Along with cloud computing come new approaches such as open source technologies for delivering functionality on-line via the Internet through clouds that they help build and manage. In this way, ordinary PCs can analyze huge quantities of data and run software that otherwise would require compute power beyond the means of most users. Three main ways in which software is delivered include: (1) on-premises hosting where companies host the solution at their own location using their own servers, (2) partner-hosted arrangements where partners (including independent software vendors and system integrators) offer hosted applications in their area of expertise, and (3) PLM solution supplier-hosted services hosted in the users own data center. With such tremendous potential, cloud computing and open source technologies are maturing and will certainly be extended in the coming years as companies recognize the benefits and more fully understand the impact of these leading-edge technologies on their PLM implementations.
The future of PLM is bright, with no limits in sight. Indeed, today PLM is even more important in enabling an organization’s ability to become more efficient and innovative, especially as companies need to do more with the same or less resources. There is no doubt that PLM is accepted by many as a critical component of a company’s survival strategy and an enabler of business recovery. PLM’s adoption as a true “enterprise” initiative is becoming more visible, and is driving investments in expanded solutions and developments to make it more valuable.

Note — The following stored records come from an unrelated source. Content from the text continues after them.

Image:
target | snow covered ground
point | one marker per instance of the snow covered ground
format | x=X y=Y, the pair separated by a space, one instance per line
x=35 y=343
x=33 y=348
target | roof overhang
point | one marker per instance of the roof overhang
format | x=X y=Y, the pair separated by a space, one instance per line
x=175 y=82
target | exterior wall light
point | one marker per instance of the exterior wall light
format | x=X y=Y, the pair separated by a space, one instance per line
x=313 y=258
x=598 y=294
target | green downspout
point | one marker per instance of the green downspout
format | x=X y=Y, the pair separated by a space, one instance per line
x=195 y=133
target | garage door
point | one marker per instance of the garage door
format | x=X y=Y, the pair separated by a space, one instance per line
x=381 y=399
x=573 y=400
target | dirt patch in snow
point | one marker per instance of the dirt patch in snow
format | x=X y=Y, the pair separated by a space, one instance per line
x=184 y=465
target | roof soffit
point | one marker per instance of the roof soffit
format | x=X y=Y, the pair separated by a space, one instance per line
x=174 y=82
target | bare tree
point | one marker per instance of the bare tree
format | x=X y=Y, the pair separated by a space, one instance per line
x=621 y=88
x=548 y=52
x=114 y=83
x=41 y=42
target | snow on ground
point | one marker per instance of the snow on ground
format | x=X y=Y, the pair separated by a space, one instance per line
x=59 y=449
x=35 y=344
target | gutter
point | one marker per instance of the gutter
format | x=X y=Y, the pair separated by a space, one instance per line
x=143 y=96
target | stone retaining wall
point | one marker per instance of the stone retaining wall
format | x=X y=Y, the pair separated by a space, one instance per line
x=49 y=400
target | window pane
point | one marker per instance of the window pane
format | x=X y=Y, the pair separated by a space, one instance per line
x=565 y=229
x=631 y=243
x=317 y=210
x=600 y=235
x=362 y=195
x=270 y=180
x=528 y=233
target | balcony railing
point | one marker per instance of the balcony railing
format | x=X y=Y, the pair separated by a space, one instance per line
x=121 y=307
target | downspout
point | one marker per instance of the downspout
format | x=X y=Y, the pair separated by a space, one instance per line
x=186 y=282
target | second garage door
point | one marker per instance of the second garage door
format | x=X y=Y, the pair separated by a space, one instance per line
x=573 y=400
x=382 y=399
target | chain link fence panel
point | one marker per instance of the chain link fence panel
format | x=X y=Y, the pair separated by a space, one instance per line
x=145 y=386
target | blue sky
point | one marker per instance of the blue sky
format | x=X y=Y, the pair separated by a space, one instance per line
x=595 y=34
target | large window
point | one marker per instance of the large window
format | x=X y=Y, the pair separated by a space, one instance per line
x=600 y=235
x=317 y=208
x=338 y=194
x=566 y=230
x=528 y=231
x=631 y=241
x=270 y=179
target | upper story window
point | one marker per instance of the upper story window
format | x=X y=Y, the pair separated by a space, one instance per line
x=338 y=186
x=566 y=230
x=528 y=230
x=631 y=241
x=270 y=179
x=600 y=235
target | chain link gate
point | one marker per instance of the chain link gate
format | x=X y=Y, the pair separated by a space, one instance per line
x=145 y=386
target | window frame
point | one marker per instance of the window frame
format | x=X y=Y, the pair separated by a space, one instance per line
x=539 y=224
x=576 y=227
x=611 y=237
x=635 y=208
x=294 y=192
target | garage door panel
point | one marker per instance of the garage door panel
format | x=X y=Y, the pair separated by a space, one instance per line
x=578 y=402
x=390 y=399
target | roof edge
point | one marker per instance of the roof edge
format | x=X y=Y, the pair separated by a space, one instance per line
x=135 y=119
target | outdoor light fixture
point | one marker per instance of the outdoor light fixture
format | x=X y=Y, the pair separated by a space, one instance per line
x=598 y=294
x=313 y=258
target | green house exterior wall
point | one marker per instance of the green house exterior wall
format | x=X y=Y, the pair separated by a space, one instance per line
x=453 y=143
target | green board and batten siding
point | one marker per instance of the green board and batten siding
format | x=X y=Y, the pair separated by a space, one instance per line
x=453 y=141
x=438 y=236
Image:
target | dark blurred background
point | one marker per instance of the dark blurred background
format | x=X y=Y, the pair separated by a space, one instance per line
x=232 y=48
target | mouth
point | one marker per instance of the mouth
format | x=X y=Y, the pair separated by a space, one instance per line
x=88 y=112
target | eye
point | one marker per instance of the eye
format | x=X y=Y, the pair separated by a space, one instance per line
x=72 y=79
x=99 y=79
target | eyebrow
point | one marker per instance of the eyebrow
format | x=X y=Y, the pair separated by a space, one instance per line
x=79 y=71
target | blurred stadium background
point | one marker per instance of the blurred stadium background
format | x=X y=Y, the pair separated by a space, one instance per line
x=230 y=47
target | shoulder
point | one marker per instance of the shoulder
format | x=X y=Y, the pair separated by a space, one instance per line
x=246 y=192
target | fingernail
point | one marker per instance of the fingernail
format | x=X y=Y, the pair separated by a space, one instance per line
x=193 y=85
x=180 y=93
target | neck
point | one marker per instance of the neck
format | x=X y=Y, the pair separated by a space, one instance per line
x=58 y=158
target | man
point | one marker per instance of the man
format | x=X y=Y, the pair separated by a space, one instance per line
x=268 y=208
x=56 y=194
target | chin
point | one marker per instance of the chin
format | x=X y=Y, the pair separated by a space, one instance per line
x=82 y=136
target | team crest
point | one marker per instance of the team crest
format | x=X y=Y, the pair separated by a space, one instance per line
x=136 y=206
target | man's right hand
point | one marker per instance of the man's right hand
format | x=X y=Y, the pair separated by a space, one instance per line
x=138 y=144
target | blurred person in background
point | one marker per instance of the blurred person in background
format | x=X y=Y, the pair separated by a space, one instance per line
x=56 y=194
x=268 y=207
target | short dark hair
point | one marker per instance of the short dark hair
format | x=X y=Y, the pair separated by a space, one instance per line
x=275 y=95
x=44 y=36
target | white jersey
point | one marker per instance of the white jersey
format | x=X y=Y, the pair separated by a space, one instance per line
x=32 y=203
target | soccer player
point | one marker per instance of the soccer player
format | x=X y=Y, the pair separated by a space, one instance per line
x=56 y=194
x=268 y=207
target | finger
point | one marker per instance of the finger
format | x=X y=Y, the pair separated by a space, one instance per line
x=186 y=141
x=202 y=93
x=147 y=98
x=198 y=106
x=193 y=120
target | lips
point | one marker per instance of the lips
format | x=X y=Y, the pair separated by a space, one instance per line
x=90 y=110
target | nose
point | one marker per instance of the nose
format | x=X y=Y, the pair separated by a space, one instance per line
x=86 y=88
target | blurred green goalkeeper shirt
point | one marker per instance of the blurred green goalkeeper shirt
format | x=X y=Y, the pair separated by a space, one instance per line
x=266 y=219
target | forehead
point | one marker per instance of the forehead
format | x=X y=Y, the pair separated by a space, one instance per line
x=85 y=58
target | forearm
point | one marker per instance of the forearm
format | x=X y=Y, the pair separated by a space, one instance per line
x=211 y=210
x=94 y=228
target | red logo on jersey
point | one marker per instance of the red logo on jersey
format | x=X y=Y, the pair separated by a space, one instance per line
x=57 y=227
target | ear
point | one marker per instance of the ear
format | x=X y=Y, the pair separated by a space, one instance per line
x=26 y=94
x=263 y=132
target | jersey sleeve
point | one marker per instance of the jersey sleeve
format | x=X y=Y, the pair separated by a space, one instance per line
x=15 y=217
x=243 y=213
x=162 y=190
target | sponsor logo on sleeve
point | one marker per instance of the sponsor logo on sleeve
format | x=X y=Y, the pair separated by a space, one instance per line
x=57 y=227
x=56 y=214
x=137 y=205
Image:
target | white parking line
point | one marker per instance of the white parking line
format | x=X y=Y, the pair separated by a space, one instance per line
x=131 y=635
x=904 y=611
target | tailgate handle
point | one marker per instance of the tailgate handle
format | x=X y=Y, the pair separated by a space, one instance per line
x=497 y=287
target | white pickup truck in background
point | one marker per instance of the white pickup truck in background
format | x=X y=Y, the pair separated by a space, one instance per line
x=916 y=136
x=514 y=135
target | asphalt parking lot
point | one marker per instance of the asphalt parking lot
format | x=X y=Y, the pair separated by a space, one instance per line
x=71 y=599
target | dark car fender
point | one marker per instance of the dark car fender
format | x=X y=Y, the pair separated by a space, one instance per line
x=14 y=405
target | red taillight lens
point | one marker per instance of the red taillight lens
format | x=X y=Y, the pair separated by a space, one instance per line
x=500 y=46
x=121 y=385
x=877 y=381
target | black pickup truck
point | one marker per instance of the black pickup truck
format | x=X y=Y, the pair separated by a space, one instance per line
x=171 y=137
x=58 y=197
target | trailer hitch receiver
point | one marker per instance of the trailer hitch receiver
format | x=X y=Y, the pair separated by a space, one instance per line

In many cases, PLM is needed for the re-tooling of companies and perhaps even entire industries. With the emergence of “green” and greater regulatory emphasis, the explosion of social media and resulting data, and the availability of cloud services and open source solutions, many companies have no choice but to define and implement a comprehensive PLM strategy—one that recognizes and enables the creation, management, dissemination, and use of product information throughout their extended enterprise. It is an exciting time for those that take advantage of what PLM offers.